The London Climate Change Partnership’s (LCCP) report Your social housing in a changing climate (2013) effectively makes the case for the implementation of adaptation measures in the housing sector in order to ensure that our homes and the often vulnerable people that reside in them are more resilient to the impacts of climate change.
Groundwork London are taking the findings of the report a step further and looking beyond the bricks and mortar to the open spaces on housing estates to identify opportunities for climate change adaptation. As part of the EU funded LIFE + programme and in partnership with the London Borough of Hammersmith & Fulham, the Climate-Proofing Social Housing Landscapes project will deliver a package of climate change adaption solutions in three social housing landscapes in west London.
The project will develop a transferable methodology for the design and implementation of affordable, lightly-engineered adaptation measures such as rain gardens, drought-resilient planting, micro-green roofs, green walls and tree planting supported by rainwater harvesting. These measures will contribute to a reduction in surface water run-off, facilitate carbon storage and sequestration, promote natural cooling, reducing the urban heat island effect and create habitats for birds and wildlife.

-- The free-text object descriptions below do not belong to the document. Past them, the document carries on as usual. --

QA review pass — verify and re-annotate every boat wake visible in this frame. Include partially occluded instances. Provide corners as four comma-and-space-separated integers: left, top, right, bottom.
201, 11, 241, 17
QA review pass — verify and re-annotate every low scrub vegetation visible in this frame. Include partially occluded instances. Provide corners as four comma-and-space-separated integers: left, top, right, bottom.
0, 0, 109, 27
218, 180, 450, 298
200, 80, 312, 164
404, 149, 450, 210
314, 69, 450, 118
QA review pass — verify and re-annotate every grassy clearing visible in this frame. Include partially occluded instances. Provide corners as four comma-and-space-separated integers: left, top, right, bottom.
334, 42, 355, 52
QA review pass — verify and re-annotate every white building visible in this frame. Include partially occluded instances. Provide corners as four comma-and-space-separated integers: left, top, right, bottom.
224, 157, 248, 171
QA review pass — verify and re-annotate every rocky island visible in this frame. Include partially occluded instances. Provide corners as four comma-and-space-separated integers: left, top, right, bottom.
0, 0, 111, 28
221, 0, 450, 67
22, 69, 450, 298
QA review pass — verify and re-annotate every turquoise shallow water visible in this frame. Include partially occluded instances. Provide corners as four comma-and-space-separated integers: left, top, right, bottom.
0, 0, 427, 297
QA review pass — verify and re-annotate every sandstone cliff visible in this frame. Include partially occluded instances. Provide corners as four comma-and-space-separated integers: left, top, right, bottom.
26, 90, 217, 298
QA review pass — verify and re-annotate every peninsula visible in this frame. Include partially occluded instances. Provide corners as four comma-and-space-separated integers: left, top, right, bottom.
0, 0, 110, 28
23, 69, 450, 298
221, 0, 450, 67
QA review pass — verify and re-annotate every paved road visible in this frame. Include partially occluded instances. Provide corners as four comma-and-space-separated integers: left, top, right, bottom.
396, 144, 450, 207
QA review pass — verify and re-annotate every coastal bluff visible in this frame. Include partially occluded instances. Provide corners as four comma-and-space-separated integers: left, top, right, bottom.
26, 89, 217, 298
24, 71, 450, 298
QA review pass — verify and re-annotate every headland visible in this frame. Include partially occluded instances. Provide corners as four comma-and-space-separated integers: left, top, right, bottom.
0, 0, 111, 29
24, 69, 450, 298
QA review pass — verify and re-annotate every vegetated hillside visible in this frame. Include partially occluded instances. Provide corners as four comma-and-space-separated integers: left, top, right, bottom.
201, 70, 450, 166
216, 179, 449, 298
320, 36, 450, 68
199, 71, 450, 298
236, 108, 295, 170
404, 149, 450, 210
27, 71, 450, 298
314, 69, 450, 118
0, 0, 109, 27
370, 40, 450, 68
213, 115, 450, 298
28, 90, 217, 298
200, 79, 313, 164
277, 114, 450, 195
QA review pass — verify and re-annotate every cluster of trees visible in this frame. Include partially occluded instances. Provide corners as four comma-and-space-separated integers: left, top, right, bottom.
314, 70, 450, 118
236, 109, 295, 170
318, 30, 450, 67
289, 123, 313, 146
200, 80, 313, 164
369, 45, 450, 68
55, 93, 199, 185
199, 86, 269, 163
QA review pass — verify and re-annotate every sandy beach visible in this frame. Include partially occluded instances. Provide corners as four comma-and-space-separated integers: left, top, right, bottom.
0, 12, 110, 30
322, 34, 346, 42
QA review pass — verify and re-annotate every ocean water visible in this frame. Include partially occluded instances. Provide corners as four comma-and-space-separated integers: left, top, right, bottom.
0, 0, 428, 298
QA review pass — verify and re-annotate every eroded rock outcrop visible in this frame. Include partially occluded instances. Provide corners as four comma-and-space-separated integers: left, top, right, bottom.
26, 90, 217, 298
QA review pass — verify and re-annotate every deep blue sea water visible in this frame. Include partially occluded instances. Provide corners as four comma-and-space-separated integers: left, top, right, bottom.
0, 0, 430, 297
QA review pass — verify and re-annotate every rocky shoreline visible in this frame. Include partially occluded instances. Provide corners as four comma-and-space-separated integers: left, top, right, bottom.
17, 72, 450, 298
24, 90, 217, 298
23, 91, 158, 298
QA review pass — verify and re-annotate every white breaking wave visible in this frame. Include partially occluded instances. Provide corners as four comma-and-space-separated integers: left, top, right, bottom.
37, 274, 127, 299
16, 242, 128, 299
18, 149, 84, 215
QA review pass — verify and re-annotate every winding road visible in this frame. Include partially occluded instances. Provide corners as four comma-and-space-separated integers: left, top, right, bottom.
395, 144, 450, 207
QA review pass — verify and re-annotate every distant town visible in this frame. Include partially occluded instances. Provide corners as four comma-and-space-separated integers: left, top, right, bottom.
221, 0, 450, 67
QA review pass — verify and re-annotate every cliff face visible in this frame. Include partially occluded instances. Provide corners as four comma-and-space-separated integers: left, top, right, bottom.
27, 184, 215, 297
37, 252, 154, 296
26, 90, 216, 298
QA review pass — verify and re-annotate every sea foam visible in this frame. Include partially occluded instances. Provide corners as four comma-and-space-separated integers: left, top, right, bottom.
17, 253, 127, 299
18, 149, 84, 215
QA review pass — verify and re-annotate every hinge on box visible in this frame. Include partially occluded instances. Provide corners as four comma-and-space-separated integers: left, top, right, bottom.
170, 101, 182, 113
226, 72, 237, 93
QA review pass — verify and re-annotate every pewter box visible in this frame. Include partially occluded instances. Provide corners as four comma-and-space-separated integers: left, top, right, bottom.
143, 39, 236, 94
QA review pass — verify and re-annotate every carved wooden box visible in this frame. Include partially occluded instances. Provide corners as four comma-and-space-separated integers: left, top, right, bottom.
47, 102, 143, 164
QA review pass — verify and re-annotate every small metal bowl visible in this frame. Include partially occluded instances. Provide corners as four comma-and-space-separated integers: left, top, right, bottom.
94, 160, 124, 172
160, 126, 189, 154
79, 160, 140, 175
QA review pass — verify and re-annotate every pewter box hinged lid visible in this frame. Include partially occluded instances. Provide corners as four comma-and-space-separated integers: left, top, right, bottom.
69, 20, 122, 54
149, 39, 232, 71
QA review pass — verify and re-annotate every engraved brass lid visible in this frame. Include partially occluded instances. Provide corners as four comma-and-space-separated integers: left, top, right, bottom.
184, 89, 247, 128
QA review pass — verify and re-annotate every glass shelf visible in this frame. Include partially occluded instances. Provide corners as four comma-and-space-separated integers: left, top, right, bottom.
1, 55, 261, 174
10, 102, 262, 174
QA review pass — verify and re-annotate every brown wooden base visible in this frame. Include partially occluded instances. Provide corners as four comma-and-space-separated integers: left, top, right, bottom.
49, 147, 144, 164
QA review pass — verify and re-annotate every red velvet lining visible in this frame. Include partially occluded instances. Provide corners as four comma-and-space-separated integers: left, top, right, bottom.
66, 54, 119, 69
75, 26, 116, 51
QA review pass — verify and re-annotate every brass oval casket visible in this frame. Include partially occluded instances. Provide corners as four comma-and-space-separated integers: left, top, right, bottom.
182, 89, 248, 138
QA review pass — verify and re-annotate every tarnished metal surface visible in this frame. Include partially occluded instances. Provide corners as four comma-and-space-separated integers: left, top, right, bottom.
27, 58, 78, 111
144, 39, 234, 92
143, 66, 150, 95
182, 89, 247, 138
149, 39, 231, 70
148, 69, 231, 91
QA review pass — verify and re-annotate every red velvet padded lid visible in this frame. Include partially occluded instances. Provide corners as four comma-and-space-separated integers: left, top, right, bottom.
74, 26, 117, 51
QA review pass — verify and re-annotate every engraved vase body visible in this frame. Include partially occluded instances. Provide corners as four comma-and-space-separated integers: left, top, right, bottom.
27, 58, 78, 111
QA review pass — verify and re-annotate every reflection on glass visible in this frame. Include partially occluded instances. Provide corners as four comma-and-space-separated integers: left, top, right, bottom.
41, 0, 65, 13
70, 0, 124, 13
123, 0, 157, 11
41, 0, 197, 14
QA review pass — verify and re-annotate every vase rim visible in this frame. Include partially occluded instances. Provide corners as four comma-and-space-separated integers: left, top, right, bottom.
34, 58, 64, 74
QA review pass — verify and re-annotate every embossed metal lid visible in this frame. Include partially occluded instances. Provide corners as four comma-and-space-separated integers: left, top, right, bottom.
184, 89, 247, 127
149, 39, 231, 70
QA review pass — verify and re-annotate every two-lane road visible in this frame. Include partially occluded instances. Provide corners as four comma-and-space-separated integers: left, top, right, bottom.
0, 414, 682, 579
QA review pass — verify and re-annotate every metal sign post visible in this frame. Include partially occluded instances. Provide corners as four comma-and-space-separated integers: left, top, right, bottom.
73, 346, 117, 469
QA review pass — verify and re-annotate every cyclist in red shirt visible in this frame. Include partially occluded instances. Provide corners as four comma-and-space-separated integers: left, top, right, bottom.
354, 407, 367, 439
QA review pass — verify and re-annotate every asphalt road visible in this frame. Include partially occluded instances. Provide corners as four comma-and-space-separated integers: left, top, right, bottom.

The green infrastructure audits, spatial mapping and feasibility assessments are now complete and the community engagement programme is well underway. The project will continue until March 2016 and one of the key outputs will be a set of training modules for housing practitioners and grounds maintenance professionals on best practice planning, retrofitting and maintenance measures, including an evaluation methodology to capture the technical performance and social return on investment.
The LCCP are supporting the project through strategic input into the project’s Advisory Group along with partners including CIRIA, Environment Agency, the Greater London Authority, Landscape Institute, National Housing Federation, Natural England and Town Planning Institute.